2.3 Review Cohort Diagnostics
If you would like to review the results of the Cohort Diagnostics prior to sending you can do so by the instructions below:
- Open the file
extras/ExploreDiagnostics.R
- Run the R file line by line
- Replace L20 with the name of your database
- L28 will create a new folder in the directory called
scratchDiagnostics
where it will save the sqlite object - L36 prepares the diagnostics results per database
- L41 launches the shiny app
- Ignore any warning messages about reserved keywords and navigation containers
2.3.1 Troubleshooting
Multiple Databases
Some data partners may be running this study on multiple databases. If that is the case then you to identify a folder that contains all the zip files produced from the CohortDiagnostics
routine. To check if this file was produced, go into the cohortDiagnostics
folder of each database and identify the .zip
file amongst the csv. It should be labelled something like Results_database.zip
. You can collect all of these zip files in a single folder and make the dataFolder
target as the folder with the multiple zip files per database.
Shiny App
The shiny app rendered from CohortDiagnostics
relies on the OHDSI package OhdsiShinyModules
. This package is installed within the renv
snapshot loaded with the package.

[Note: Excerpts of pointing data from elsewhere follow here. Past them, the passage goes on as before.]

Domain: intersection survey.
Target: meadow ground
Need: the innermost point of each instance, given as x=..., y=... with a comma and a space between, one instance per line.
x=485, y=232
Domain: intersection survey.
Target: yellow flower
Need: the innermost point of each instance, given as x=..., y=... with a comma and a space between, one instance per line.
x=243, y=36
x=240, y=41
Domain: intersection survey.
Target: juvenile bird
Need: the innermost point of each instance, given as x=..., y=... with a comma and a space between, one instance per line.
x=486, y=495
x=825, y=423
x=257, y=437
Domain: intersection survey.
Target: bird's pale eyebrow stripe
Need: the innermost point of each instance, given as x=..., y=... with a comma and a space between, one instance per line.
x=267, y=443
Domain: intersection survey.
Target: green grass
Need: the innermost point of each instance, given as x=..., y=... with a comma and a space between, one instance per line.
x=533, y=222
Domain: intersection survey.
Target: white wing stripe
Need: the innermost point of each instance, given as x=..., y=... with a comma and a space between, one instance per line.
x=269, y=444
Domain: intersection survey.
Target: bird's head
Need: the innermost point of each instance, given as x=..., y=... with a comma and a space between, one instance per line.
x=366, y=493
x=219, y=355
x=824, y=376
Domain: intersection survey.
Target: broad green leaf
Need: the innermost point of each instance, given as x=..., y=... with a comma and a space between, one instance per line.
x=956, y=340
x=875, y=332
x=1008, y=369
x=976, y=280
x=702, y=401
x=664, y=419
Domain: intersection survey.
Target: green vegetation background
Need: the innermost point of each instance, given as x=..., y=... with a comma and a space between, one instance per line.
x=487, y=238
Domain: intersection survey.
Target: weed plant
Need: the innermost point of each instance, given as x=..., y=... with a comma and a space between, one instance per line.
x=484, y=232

If you are having trouble launching the app from within the ehden_hmb.RProj
, exit the R project and try launching the app outside the study session. If you are outside the ehden_hmb.RProj
remember you have to provide full file paths because you are no longer zoomed in on the study directory.
2.4 Results Folder
Following successful execution of the study, each database will have its own sub-folder within results. There will be a further 14 subfolders containing results from the execution underneath the database. Within each of these folders there will be a combination of csv
, rds
and parquet
(only for treatmentHistory) that contain the results. You may review these files individually if you wish. Instructions on how to share the results are maintained in the contribution tab of the website.
2.5 Review Results
In version 0.2 of the study code, we have added code to launch a shiny app to locally review results prior to distributing them to the study host. In order to run the shiny app the user needs to prep the data for the app. Navigate to extras/PreviewResults.R
and run the first step. This will take all databases run in the results section and build a data folder for the shiny app. This data folder is ignored to prevent accidental commits back to github. Next launch the shiny app.